Elsewhere, Babylon Well being, an NHS-partnered well being chatbot startup that after promised that it might “automate away” consultations with medical professionals, collapsed after investigations revealed that there was no proof that the corporate’s tech labored higher than a health care provider. As soon as valued at over $4.2 billion, Babylon filed for chapter in 2023 — finally promoting off its belongings for lower than $1 million.
In some circumstances, AI has been discovered to perpetuate destructive stereotypes inside well being analysis and the broader medical neighborhood.
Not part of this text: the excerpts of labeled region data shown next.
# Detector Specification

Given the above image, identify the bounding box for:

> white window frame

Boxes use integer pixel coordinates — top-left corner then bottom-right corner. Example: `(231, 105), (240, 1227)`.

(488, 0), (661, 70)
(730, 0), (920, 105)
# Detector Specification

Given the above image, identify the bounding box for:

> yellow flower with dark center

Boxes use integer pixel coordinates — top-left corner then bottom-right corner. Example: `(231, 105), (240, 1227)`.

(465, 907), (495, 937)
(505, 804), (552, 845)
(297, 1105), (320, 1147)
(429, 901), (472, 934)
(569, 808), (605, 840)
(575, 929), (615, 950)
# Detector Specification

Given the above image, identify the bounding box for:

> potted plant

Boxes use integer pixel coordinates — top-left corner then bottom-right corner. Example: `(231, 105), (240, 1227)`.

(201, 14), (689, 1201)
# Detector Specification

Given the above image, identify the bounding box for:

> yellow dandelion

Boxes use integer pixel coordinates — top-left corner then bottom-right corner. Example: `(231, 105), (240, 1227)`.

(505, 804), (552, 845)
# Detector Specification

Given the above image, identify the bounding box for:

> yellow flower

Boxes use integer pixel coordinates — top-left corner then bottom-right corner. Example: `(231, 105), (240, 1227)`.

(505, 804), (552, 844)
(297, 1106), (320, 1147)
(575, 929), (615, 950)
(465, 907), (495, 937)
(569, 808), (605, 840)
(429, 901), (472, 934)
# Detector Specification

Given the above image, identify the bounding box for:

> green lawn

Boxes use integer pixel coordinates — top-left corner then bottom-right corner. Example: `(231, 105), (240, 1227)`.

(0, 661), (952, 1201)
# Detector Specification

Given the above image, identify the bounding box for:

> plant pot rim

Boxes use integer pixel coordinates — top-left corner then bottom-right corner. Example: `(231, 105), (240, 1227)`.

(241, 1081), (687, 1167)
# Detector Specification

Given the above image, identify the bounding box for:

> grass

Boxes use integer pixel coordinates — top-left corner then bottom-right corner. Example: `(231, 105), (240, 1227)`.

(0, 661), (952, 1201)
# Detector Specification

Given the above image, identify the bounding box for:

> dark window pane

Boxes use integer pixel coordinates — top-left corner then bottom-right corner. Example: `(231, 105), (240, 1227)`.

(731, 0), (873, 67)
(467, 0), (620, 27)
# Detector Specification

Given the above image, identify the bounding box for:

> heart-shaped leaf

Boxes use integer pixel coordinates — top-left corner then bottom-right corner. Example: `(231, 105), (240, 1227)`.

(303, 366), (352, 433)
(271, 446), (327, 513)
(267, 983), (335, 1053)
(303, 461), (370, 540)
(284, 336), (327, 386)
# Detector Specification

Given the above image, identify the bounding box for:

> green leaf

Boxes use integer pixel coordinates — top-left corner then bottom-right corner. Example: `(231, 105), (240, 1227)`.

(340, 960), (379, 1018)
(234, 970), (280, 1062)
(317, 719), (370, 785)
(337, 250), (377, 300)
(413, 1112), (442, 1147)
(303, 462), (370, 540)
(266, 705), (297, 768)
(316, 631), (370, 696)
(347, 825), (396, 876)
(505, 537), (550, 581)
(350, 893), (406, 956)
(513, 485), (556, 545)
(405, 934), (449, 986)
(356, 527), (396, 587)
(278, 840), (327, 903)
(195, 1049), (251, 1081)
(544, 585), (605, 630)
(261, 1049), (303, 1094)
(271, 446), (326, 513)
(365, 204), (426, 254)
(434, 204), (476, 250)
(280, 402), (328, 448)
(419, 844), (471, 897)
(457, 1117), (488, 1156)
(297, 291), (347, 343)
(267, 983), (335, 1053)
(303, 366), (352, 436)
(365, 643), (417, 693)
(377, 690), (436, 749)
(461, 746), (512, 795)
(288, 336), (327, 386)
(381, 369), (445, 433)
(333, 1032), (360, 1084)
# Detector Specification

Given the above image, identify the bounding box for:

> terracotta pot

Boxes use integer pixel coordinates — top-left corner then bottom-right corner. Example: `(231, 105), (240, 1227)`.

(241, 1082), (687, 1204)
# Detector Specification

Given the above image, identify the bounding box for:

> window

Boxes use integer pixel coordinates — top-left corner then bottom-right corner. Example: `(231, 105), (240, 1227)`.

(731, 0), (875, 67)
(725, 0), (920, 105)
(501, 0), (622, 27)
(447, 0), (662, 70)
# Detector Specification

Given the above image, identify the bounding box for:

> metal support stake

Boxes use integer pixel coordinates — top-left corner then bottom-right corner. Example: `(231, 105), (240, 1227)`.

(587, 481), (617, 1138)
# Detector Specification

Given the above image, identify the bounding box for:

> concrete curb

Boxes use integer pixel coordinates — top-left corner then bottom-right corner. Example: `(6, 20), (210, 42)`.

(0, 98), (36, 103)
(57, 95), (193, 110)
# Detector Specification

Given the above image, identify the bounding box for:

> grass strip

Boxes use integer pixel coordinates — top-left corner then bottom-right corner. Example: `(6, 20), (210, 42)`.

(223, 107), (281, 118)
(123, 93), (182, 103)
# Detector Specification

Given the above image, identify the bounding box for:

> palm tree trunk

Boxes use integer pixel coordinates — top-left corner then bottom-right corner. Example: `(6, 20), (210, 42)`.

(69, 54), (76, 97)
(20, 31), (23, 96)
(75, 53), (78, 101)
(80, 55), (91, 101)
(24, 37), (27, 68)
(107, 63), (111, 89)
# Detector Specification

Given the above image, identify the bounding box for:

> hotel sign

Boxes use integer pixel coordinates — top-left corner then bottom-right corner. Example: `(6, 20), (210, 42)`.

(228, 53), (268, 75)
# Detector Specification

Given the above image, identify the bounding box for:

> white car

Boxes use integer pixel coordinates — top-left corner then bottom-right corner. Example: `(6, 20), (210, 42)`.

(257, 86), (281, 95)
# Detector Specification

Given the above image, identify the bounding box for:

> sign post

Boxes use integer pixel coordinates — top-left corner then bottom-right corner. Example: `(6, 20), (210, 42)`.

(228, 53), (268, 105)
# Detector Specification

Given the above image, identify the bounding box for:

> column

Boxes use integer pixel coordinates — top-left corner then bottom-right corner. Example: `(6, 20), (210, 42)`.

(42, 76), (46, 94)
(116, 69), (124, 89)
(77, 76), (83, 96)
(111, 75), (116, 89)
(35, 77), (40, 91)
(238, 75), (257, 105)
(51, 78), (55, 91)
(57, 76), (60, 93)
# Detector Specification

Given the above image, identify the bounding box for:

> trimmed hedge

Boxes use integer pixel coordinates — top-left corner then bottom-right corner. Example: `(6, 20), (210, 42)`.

For instance, a latest research confirmed that OpenAI’s AI-powered chatbot platform, ChatGPT, usually solutions questions referring to kidney perform and pores and skin thickness in a approach that reinforces false beliefs about organic variations between Black and white folks.
Even educated clinicians will be fooled by biased AI fashions, one other research discovered — suggesting that the biases could also be difficult to root out.
To stave off critics, Huffington and Altman are positioning Thrive AI Well being as a extra cautious, considerate strategy to well being than people who have come earlier than it — a option to “democratize” well being teaching and “deal with rising well being inequities” in an ostensibly safe, privacy-sensitive approach. The corporate has named Gbenga Ogedegbe, director of NYU Langone’s Institute for Excellence in Well being Fairness, as an advisor, and claims that the analysis information its merchandise use can be “peer reviewed” — and that customers may have the ultimate say on the subject of which information Thrive AI Well being’s merchandise faucet to tell its suggestions.
But when historical past is any indication, it might show exceedingly tough for Thrive AI Well being to strike a steadiness between “democratizing” its tech and preserving affected person privateness.
In 2016, it was revealed that Google’s AI division, DeepMind, had been handed information on greater than 1,000,000 sufferers as a part of an app improvement undertaking by the Royal Free NHS Belief in London with out the sufferers’ data or consent. Current wide-scale information breaches just like the UnitedHealth and 23andMe scandals present the hazard inherent in entrusting delicate well being information to 3rd events.
Maybe Thrive AI Well being will keep away from the pitfalls of its rivals and progenitors. It’s prone to be an uphill climb regardless — and carefully watched by skeptics.